Four mood stabilizers commonly induce FEZ1 expression in human astrocytes.

OBJECTIVES

Mood stabilizers influence the morphology, chemotaxis, and survival of neurons, which are considered to be related to the mood-stabilizing effects of these drugs. Although previous studies suggest glial abnormalities in patients with bipolar disorder and an effect of mood stabilizers on certain genes in astrocytes, less is known about the effects of mood stabilizers in astrocytes than in neurons. The present study identifies a common underlying response to mood stabilizers in astrocytes.

METHODS

Human astrocyte-derived cells (U-87 MG) were treated with the four most commonly used mood stabilizers (lithium, valproic acid, carbamazepine, and lamotrigine) and subjected to microarray gene expression analyses. The most prominently regulated genes were validated by qRT-PCR and western blot analysis.
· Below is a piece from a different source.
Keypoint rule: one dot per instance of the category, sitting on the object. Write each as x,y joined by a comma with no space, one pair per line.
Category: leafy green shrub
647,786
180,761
The intercellular localization of one of these regulated genes, fasciculation and elongation protein zeta 1 (FEZ1), was evaluated by immunofluorescence staining.

RESULTS

The microarray data indicated that FEZ1 was the only gene commonly induced by the four mood stabilizers in human astrocyte-derived cells. An independent experiment confirmed astrocytic FEZ1 induction at both the transcript and protein levels following mood stabilizer treatments. FEZ1 localized to the cytoplasm of transformed and primary astrocytes from the human adult brain.

CONCLUSIONS

Our data suggest that FEZ1 may play important roles in human astrocytes, and that mood stabilizers might exert their cytoprotective and mood-stabilizing effects by inducing FEZ1 expression in astrocytes.